O professor e os demais pesquisadores envolvidos usaram duas distensões musculares retiradas de ratos. Uma do doador e outra do receptor. Quando as células-tronco da medula óssea foram transplantadas, eles verificaram que, no organismo do camundongo que recebeu as estruturas, havia três diferentes tipos de células: a do doador, a do receptor e as fundidas, cujo DNA era composto por ambos os ratos. Os cientistas, então, descobriram que essas células podem se fundir com diferentes tipos, incluindo as dos rins, do coração, do fígado e do intestino. Embora seja preciso mais trabalho para determinar as utilidades clínicas da experiência, a descoberta aumenta a possibilidade de as células-tronco embrionárias se fundirem para transplantar órgãos de forma a evitar a rejeição. Outra possibilidade é fundi-las a órgãos em falência para ajudá-los a se regenerar.
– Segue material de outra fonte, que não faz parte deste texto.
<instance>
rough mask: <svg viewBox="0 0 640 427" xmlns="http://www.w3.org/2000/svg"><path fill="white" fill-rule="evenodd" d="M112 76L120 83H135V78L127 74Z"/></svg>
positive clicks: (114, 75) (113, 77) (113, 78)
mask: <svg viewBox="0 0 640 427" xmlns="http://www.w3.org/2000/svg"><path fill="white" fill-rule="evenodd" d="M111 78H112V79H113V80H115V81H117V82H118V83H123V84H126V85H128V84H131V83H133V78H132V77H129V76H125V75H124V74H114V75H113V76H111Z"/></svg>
;Diferentemente de máquinas, nas quais uma mesma peça pode ser usada para diferentes modelos e funções, os seres humanos são personalizados, e nosso sistema imune faz o controle de qualidade;, diz Gerald Weissmann, no editorial da publicação. ;Como resultado, as partes do corpo ou os órgãos transplantados precisam ser muito parecidos com o padrão imunológico do receptor. Essa pesquisa usa células-tronco da medula óssea para fundi-las com tecidos do paciente, de forma que nada do que for transplantado possa seja rejeitado pelo sistema imunológico;, elogiou, no texto.
E eu com isso
De acordo com o Instituto Nacional do Câncer (Inca), vinculado ao Ministério da Saúde, neste ano deverão surgir 9.580 novos casos de leucemia no Brasil. Em dezembro de 2008, o Registro Nacional de Doadores Voluntários de Medula Óssea (Redome) conseguiu cadastrar 960 mil doadores mas, apesar de crescente, o número é considerado insuficiente para atender a todos os pacientes que precisam do transplante, principalmente pelo fato de a probabilidade de se achar um doador compatível no Brasil ser de um em 100 mil.